© JUNGE FREIHEIT Verlag GmbH & Co. www.jungefreiheit.de 48/15 / 20. November 2015

Grüße aus Paris
„Lebst du noch?“
Albrecht Rothacher

Ein Freitagabend wie anscheinend jeder andere. Um 19 Uhr verlasse ich das Ministerium, alles unter Kontrolle, trinke auf dem Heimweg noch zwei Bier und lese im Café unlustig noch einen schlechten Roman: Michel Tourniers „Freitag oder im Schoße des Pazifik“. Eine politisch korrekte Robinsonade. Denke mir, wie konnte sich so ein Müll so gut verkaufen und jede Menge Preise einheimsen? 

Um 23 Uhr ruft mich meine Frau aus Brüssel an: „Lebst du noch?“ Ich schalte das Fernsehen an. Unzählige Tote und Verletzte  bei vier gleichzeitigen Anschlägen. Ach deshalb das andauernde Sirenengeheul.
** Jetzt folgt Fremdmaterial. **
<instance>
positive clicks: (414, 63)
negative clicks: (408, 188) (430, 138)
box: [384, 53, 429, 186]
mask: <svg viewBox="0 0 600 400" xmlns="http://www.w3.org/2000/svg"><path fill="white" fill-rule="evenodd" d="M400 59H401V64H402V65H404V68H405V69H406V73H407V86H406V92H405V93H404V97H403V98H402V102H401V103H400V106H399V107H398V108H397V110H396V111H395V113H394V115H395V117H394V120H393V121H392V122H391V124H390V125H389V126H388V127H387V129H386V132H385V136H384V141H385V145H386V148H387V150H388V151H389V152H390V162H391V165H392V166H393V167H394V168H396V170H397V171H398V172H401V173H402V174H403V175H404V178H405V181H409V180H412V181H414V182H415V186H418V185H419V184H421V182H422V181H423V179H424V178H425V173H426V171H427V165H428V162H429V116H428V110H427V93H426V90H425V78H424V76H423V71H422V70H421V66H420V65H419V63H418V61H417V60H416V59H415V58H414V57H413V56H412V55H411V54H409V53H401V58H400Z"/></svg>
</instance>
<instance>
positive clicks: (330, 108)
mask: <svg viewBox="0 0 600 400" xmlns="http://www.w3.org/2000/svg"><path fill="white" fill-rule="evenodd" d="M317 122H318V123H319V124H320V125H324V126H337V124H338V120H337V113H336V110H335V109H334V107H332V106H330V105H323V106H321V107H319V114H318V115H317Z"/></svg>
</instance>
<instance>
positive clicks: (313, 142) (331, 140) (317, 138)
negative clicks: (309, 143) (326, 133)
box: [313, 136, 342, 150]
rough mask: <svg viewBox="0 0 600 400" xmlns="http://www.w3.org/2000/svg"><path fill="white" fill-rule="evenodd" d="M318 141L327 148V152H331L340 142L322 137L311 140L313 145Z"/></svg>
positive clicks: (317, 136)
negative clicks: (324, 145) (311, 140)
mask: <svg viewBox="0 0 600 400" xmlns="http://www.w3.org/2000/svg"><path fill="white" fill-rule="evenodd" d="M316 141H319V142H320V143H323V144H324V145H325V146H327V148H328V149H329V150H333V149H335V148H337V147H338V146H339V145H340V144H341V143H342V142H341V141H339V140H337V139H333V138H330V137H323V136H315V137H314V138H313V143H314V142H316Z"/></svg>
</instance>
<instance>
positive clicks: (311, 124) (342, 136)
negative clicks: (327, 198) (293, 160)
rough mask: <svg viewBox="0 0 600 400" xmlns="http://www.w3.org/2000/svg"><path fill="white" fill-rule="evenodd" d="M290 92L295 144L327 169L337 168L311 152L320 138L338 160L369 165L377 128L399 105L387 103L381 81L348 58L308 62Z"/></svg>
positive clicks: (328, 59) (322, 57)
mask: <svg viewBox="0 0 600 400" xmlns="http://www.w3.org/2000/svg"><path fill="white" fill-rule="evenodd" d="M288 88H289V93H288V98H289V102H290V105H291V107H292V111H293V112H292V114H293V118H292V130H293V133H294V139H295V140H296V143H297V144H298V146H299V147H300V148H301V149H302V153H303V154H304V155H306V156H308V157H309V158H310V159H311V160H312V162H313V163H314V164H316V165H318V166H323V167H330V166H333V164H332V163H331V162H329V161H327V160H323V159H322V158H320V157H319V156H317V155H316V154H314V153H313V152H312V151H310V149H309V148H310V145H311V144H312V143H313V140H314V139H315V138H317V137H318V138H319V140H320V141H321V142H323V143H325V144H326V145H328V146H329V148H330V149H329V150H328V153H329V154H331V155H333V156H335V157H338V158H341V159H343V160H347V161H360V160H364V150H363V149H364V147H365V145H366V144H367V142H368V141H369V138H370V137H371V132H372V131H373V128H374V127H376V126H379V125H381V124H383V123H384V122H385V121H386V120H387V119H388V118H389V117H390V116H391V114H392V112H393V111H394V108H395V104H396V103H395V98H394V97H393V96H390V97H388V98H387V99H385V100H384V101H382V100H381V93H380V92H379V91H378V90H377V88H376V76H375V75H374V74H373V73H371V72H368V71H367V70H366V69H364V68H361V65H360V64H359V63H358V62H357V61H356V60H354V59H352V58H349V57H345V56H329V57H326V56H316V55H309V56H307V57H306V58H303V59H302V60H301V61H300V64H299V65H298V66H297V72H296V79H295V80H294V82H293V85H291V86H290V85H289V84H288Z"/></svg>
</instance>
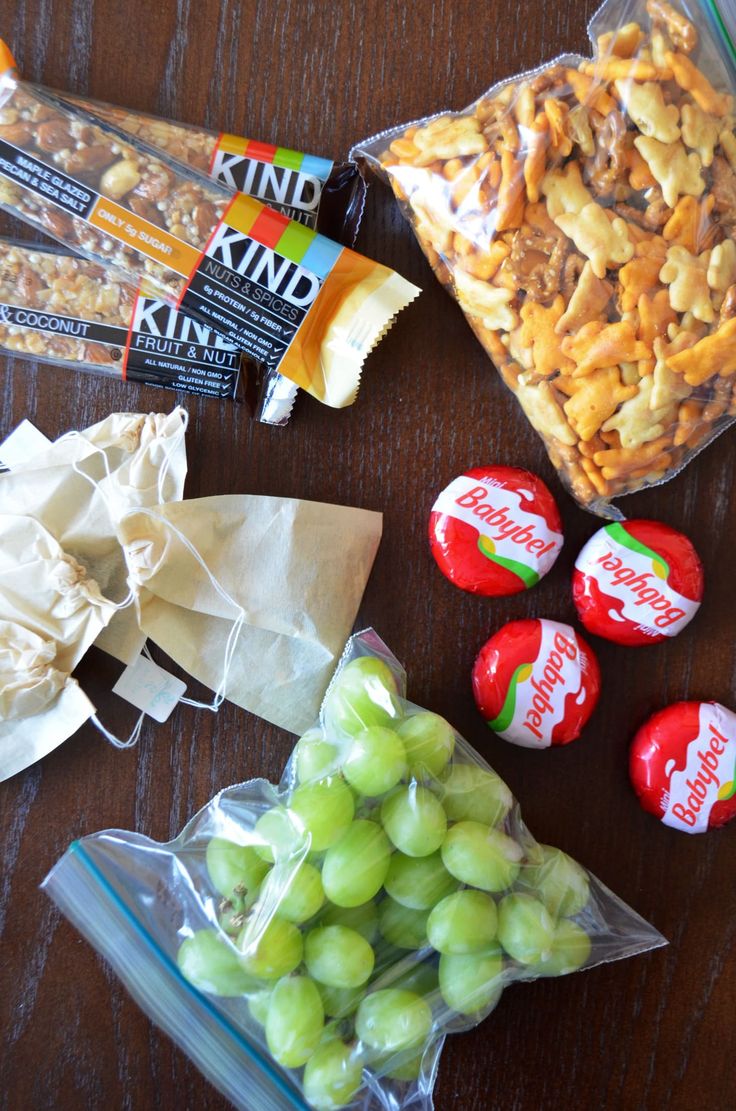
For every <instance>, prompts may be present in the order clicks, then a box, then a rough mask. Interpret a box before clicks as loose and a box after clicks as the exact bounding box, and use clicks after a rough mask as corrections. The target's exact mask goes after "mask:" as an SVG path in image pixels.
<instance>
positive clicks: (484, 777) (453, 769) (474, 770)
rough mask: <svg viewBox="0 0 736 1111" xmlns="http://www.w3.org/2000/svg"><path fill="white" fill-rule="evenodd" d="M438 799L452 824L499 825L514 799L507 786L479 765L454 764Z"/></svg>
mask: <svg viewBox="0 0 736 1111" xmlns="http://www.w3.org/2000/svg"><path fill="white" fill-rule="evenodd" d="M438 790H439V797H440V799H441V801H442V805H444V807H445V811H446V813H447V817H448V818H449V819H450V821H452V822H465V821H470V822H480V823H481V824H483V825H498V823H499V822H501V821H503V820H504V819H505V818H506V814H507V813H508V812H509V810H510V809H511V803H513V802H514V798H513V795H511V792H510V791H509V789H508V788H507V785H506V783H505V782H504V780H503V779H500V777H499V775H497V774H496V772H494V771H490V769H485V768H478V767H477V764H452V765H451V768H450V770H449V772H448V774H447V777H446V779H445V780H444V782H442V783H440V784H438Z"/></svg>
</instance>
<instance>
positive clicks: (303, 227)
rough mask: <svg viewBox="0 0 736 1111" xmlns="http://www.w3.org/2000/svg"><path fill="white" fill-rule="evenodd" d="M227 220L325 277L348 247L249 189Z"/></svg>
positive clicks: (268, 246)
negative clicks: (329, 238)
mask: <svg viewBox="0 0 736 1111" xmlns="http://www.w3.org/2000/svg"><path fill="white" fill-rule="evenodd" d="M222 222H223V223H227V224H228V226H229V227H230V228H237V230H238V231H241V232H242V233H243V234H245V236H249V237H250V238H251V239H255V240H256V241H257V242H258V243H262V244H263V247H269V248H270V249H271V250H272V251H276V252H277V253H278V254H281V256H282V257H284V258H285V259H288V260H289V261H290V262H297V263H298V264H299V266H304V267H305V269H307V270H311V272H312V273H314V274H317V277H318V278H321V279H322V280H324V279H325V278H327V276H328V273H329V272H330V270H331V269H332V267H334V266H335V263H336V262H337V260H338V258H339V257H340V253H341V252H342V250H344V248H342V247H340V244H339V243H335V242H332V240H331V239H327V237H326V236H320V234H319V232H318V231H314V230H312V229H311V228H307V227H306V226H305V224H302V223H296V221H294V220H289V219H288V218H287V217H285V216H281V213H280V212H277V211H275V210H273V209H269V208H267V207H266V206H265V204H261V203H260V201H257V200H253V198H252V197H246V194H245V193H241V194H240V196H238V197H237V198H236V199H235V201H233V202H232V204H231V206H230V208H229V209H228V211H227V212H226V214H225V217H223V221H222Z"/></svg>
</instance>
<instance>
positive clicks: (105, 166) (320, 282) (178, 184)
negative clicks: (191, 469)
mask: <svg viewBox="0 0 736 1111" xmlns="http://www.w3.org/2000/svg"><path fill="white" fill-rule="evenodd" d="M0 112H1V113H2V116H1V117H0V119H1V120H2V122H1V123H0V189H1V190H2V193H1V196H0V200H1V201H2V207H4V208H6V209H7V210H8V211H9V212H10V213H11V214H13V216H19V217H21V218H22V219H24V220H27V221H28V222H30V223H32V224H33V226H34V227H37V228H40V229H41V230H43V231H47V232H50V233H51V234H52V236H53V237H54V238H57V239H58V240H60V241H61V242H62V243H63V244H64V246H66V247H70V248H71V249H72V250H76V251H79V252H80V253H82V254H84V256H86V257H87V258H89V259H91V260H92V261H96V262H102V263H105V264H108V266H110V267H112V268H115V270H116V272H117V273H119V274H120V276H121V277H122V278H123V279H125V280H127V281H128V282H129V283H131V284H138V283H139V282H140V281H141V279H142V278H147V279H148V284H149V286H150V288H151V289H152V290H153V291H155V293H156V296H157V297H159V298H160V299H161V300H165V301H167V302H168V303H170V304H173V306H175V307H176V308H177V309H182V310H183V311H185V312H186V313H187V314H188V316H190V317H192V318H195V319H196V320H198V321H200V322H201V323H203V324H206V326H208V327H210V328H212V329H213V330H216V331H218V332H219V333H220V334H221V336H222V337H223V338H225V339H227V340H229V341H230V342H232V343H236V344H238V346H239V347H240V348H241V349H242V350H243V351H245V352H246V353H247V354H249V356H250V357H251V358H252V359H255V360H256V361H257V362H259V363H261V364H262V366H263V367H265V369H267V370H278V371H280V372H281V373H282V374H284V376H285V377H286V378H289V379H290V380H291V381H294V382H296V383H297V386H301V387H304V388H305V389H306V390H307V391H308V392H309V393H311V394H314V396H315V397H316V398H318V399H319V400H320V401H324V402H325V403H327V404H329V406H334V407H336V408H341V407H344V406H347V404H350V403H351V402H352V401H354V400H355V398H356V394H357V390H358V384H359V379H360V372H361V370H362V363H364V361H365V358H366V356H367V354H368V352H369V351H370V350H371V348H372V347H375V344H376V343H377V342H378V340H379V339H381V337H382V336H384V333H385V332H386V331H387V329H388V328H389V327H390V324H391V323H392V319H394V317H395V314H396V313H397V312H398V311H399V310H400V309H402V308H404V307H405V306H406V304H408V303H409V301H411V300H412V299H414V298H415V297H416V296H417V292H418V290H417V289H416V287H414V286H411V284H410V283H409V282H407V281H405V280H404V279H402V278H400V277H399V276H398V274H396V273H395V272H394V271H392V270H389V269H388V268H387V267H384V266H380V264H379V263H377V262H371V261H369V260H368V259H365V258H362V257H361V256H359V254H357V253H356V252H354V251H351V250H350V249H349V248H347V247H346V248H344V247H340V246H339V244H337V243H335V242H334V241H332V240H329V239H326V238H325V237H324V236H321V234H319V233H318V232H316V231H314V230H312V229H310V228H306V227H305V226H304V224H301V223H299V222H297V221H292V220H289V219H287V217H285V216H282V214H281V213H280V212H276V211H275V210H272V209H268V208H266V206H263V204H261V203H260V201H257V200H255V199H253V198H250V197H246V196H245V194H243V193H237V194H235V196H233V194H232V193H231V192H228V190H226V189H225V188H223V187H222V186H220V184H218V183H217V182H215V181H212V180H211V179H210V178H207V177H206V176H203V174H200V173H198V172H196V171H195V170H190V169H189V168H188V167H185V166H183V164H182V163H181V162H178V161H176V160H173V159H171V158H170V157H169V156H168V154H165V153H163V152H162V151H159V150H156V149H155V148H152V147H149V146H148V144H146V143H143V142H141V141H140V140H139V139H137V138H128V137H126V136H125V133H123V132H121V131H118V130H117V129H116V128H112V127H111V126H110V124H107V123H103V122H102V121H101V120H98V119H97V118H96V117H92V116H91V114H89V113H87V112H86V111H82V110H81V109H74V108H71V107H70V106H69V104H68V103H66V102H64V101H62V100H60V99H59V98H58V97H56V96H53V94H52V93H49V92H48V91H46V90H43V89H40V88H38V87H36V86H31V84H28V83H27V82H23V81H20V80H19V79H18V78H17V76H16V74H14V72H13V71H12V70H7V71H6V72H4V73H3V74H2V77H1V78H0Z"/></svg>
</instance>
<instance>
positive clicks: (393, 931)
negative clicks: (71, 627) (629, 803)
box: [44, 630, 665, 1111]
mask: <svg viewBox="0 0 736 1111" xmlns="http://www.w3.org/2000/svg"><path fill="white" fill-rule="evenodd" d="M405 695H406V677H405V674H404V671H402V669H401V667H400V664H399V663H398V662H397V660H396V659H395V658H394V657H392V655H391V653H390V652H389V651H388V649H387V648H386V645H385V644H384V643H382V642H381V641H380V640H379V639H378V637H377V635H376V634H375V633H374V632H372V631H371V630H369V631H367V632H364V633H360V634H358V635H356V637H354V638H352V639H351V640H350V641H349V642H348V647H347V649H346V652H345V654H344V657H342V660H341V661H340V665H339V667H338V669H337V672H336V675H335V678H334V680H332V682H331V684H330V687H329V688H328V691H327V694H326V697H325V701H324V703H322V707H321V711H320V719H319V723H318V724H317V725H315V728H314V729H311V730H310V731H309V732H308V733H306V734H305V735H304V737H301V738H300V740H299V741H298V743H297V745H296V748H295V750H294V753H292V755H291V758H290V760H289V762H288V764H287V768H286V771H285V774H284V777H282V780H281V783H280V784H279V787H275V785H272V784H270V783H268V782H266V781H265V780H253V781H251V782H249V783H241V784H238V785H236V787H230V788H227V789H226V790H223V791H221V792H220V793H219V794H218V795H216V798H215V799H212V801H211V802H210V803H208V805H207V807H205V808H203V810H201V811H200V812H199V813H198V814H196V817H195V818H192V820H191V821H190V822H189V823H188V824H187V825H186V827H185V829H183V830H182V831H181V833H180V834H179V837H178V838H177V839H176V840H173V841H171V842H169V843H168V844H159V843H157V842H155V841H151V840H150V839H148V838H146V837H142V835H140V834H137V833H126V832H122V831H119V830H108V831H106V832H102V833H96V834H92V835H91V837H86V838H83V839H81V840H80V841H77V842H74V843H73V844H72V845H71V848H70V849H69V851H68V852H67V853H66V855H64V857H63V858H62V859H61V860H60V861H59V863H58V864H57V865H56V867H54V869H53V870H52V871H51V872H50V874H49V875H48V877H47V879H46V881H44V888H46V890H47V892H48V893H49V894H50V897H51V898H52V899H53V900H54V902H56V903H57V904H58V905H59V907H60V909H61V910H62V911H63V913H64V914H66V915H67V917H68V918H69V919H70V920H71V921H72V922H73V923H74V924H76V925H77V928H78V929H79V930H80V932H81V933H83V934H84V937H87V938H88V940H89V941H90V942H91V943H92V944H93V945H95V947H96V948H97V949H98V951H99V952H100V953H101V954H102V955H103V957H105V958H106V959H107V960H108V961H109V962H110V964H111V965H112V967H113V969H115V970H116V972H117V973H118V975H119V977H120V978H121V979H122V981H123V982H125V984H126V985H127V988H128V989H129V990H130V992H131V993H132V994H133V995H135V998H136V999H137V1000H138V1002H139V1003H140V1004H141V1007H142V1008H143V1010H145V1011H146V1012H147V1014H149V1015H150V1018H151V1019H152V1020H153V1021H155V1022H157V1023H158V1024H159V1025H160V1027H162V1029H163V1030H166V1031H167V1032H168V1033H169V1034H170V1035H171V1038H173V1040H175V1041H176V1043H177V1044H178V1045H179V1047H180V1048H181V1049H182V1050H183V1051H185V1052H186V1053H188V1054H189V1055H190V1057H191V1058H192V1060H193V1061H196V1063H197V1064H198V1065H199V1068H200V1069H201V1070H202V1072H203V1073H205V1074H206V1075H207V1077H208V1078H209V1079H210V1080H211V1081H212V1083H213V1084H215V1085H216V1087H217V1088H219V1089H220V1091H221V1092H223V1094H225V1095H227V1097H228V1099H230V1100H231V1101H232V1103H233V1104H235V1105H236V1107H237V1108H241V1109H247V1111H269V1109H271V1108H273V1109H277V1108H315V1109H317V1111H337V1109H338V1108H348V1107H349V1108H355V1109H358V1108H360V1109H362V1111H368V1109H378V1108H381V1109H385V1111H401V1109H405V1108H409V1107H411V1108H421V1109H430V1108H431V1107H432V1094H431V1093H432V1087H434V1081H435V1075H436V1071H437V1067H438V1060H439V1053H440V1050H441V1047H442V1042H444V1039H445V1035H446V1034H447V1033H450V1032H452V1031H459V1030H467V1029H469V1028H471V1027H475V1025H476V1024H477V1023H478V1022H480V1021H481V1020H483V1019H485V1018H486V1017H487V1015H488V1014H489V1013H490V1012H491V1011H493V1010H494V1008H495V1007H496V1004H497V1003H498V1001H499V999H500V997H501V993H503V991H504V990H505V989H506V988H507V987H508V985H509V984H511V983H514V982H515V981H517V980H534V979H536V978H538V977H556V975H563V974H565V973H567V972H573V971H575V970H577V969H580V968H591V967H594V965H596V964H599V963H603V962H607V961H614V960H618V959H619V958H623V957H631V955H634V954H636V953H641V952H645V951H647V950H649V949H655V948H657V947H658V945H663V944H665V940H664V938H663V937H662V935H660V934H659V933H658V932H657V931H656V930H655V929H654V928H653V927H650V925H648V924H647V923H646V922H645V921H644V920H643V919H641V918H639V915H638V914H636V913H635V911H633V910H631V909H630V908H628V907H627V905H625V904H624V903H623V902H621V901H620V900H619V899H617V898H616V895H615V894H613V892H610V891H609V890H608V889H607V888H606V887H604V884H603V883H600V882H599V881H598V880H597V879H596V878H595V877H594V875H591V874H590V873H589V872H587V871H586V870H585V869H584V868H583V867H581V865H580V864H578V863H576V862H575V861H574V860H571V858H570V857H568V855H567V854H566V853H564V852H561V851H560V850H558V849H554V848H551V847H549V845H541V844H538V843H537V842H536V841H535V840H534V838H533V837H531V834H530V833H529V831H528V830H527V828H526V825H525V824H524V821H523V820H521V814H520V811H519V807H518V803H517V802H516V801H515V800H514V798H513V795H511V792H510V791H509V789H508V787H507V785H506V784H505V783H504V782H503V780H501V779H500V778H499V777H498V775H497V774H496V773H495V772H494V771H493V770H491V769H490V768H489V765H488V764H487V763H486V762H485V761H484V760H481V759H480V757H478V754H477V753H476V752H475V751H474V750H473V749H471V748H470V745H469V744H468V743H467V742H466V741H465V740H463V738H461V737H459V735H458V734H457V733H456V732H455V731H454V730H452V728H451V727H450V725H449V724H448V722H447V721H445V719H442V718H440V717H438V715H437V714H434V713H430V712H429V711H426V710H422V709H420V708H419V707H417V705H414V704H412V703H410V702H408V701H407V700H406V697H405Z"/></svg>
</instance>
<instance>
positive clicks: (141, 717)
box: [89, 713, 146, 749]
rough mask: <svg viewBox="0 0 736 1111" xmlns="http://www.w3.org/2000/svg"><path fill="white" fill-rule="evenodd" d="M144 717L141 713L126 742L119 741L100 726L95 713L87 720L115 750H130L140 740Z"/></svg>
mask: <svg viewBox="0 0 736 1111" xmlns="http://www.w3.org/2000/svg"><path fill="white" fill-rule="evenodd" d="M145 717H146V714H145V713H141V715H140V718H139V719H138V721H137V722H136V724H135V727H133V731H132V733H131V734H130V737H129V738H128V740H127V741H121V740H120V738H119V737H116V735H115V733H111V732H110V730H109V729H107V728H106V727H105V725H103V724H102V722H101V721H100V719H99V718H98V717H97V714H96V713H93V714H92V715H91V718H90V719H89V720H90V721H91V723H92V724H93V725H95V728H96V729H97V730H99V732H100V733H102V737H105V738H107V740H108V741H109V742H110V744H112V745H113V747H115V748H116V749H131V748H132V747H133V744H137V743H138V741H139V739H140V731H141V729H142V728H143V719H145Z"/></svg>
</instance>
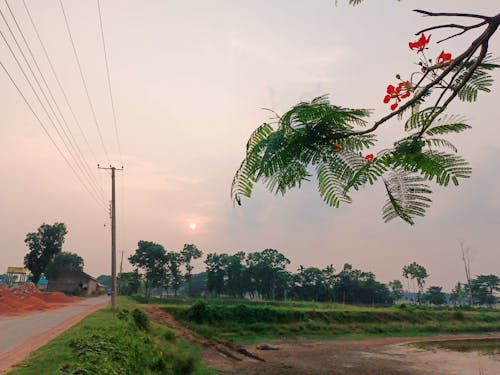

Ausnahmezustand und Ausgangsperre – an die sich freilich niemand hält. Alle öffentlichen Veranstaltungen, der Wahlkampf der Regionalwahlen abgesagt. Grenzkontrollen. Noch weiß niemand, ob alle Terroristen tot sind oder noch frei herumlaufen.  Genau das, was jeder schon lange erwartete: Simultananschläge auf nicht schützbare weiche Ziele: Musikkonzerte (Musik: unislamische Satanei!), Sportveranstaltungen, Straßencafés (Alkohol!), alles was Spaß macht.

Am nächsten Morgen machen Hollande und sein Kabinett eine Krisensitzung, was sonst? Er spricht vom Kriegszustand und hartem Zurückschlagen. Militär und Polizei werden haufenweise nach Paris beordert.

Der Freund einer bulgarischen Kollegin ermordet. Das Grauen wird langsam persönlich.

Drei Tage später. Immer noch dauerndes Sirenengeheul. Fahnen auf Halbmast. Selbst vor der Ministeriumskantine Ausweiskontrolle und Posten mit Maschinenpistole. Offizielle Schweigeminuten. Diesmal schreit niemand mehr „Je ne suis pas Charlie“, zu viele junge Menschen wurden wahllos hingerichtet.

Ich erfahre, daß der Freund einer bulgarischen Kollegin ermordet wurde. So wird das Grauen langsam persönlich. Sie haben im Osten, im lebenslustigen 10. und 11. Bezirk zugeschlagen. Ich wohne und arbeite im nobleren 7. Bezirk. 

Dort ging in den fünfziger und sechziger Jahren die Post ab. Dennoch das Gefühl: Du bist noch einmal davongekommen. Aber wie lange soll dieser Ausnahmezustand noch anhalten? Das Reservoir der Terroristen in dieser grenzenlosen EU ist unerschöpflich, die weichen Ziele sind es auch. Und die Möglichkeiten des staatlichen Schutzes sind endlich. Aber natürlich frage ich mich: Was sollen 200 schwer bewaffnete Soldaten vor einem leeren Parlamentsgebäude – leere Gesten einer Machtdemonstration der Ohnmacht.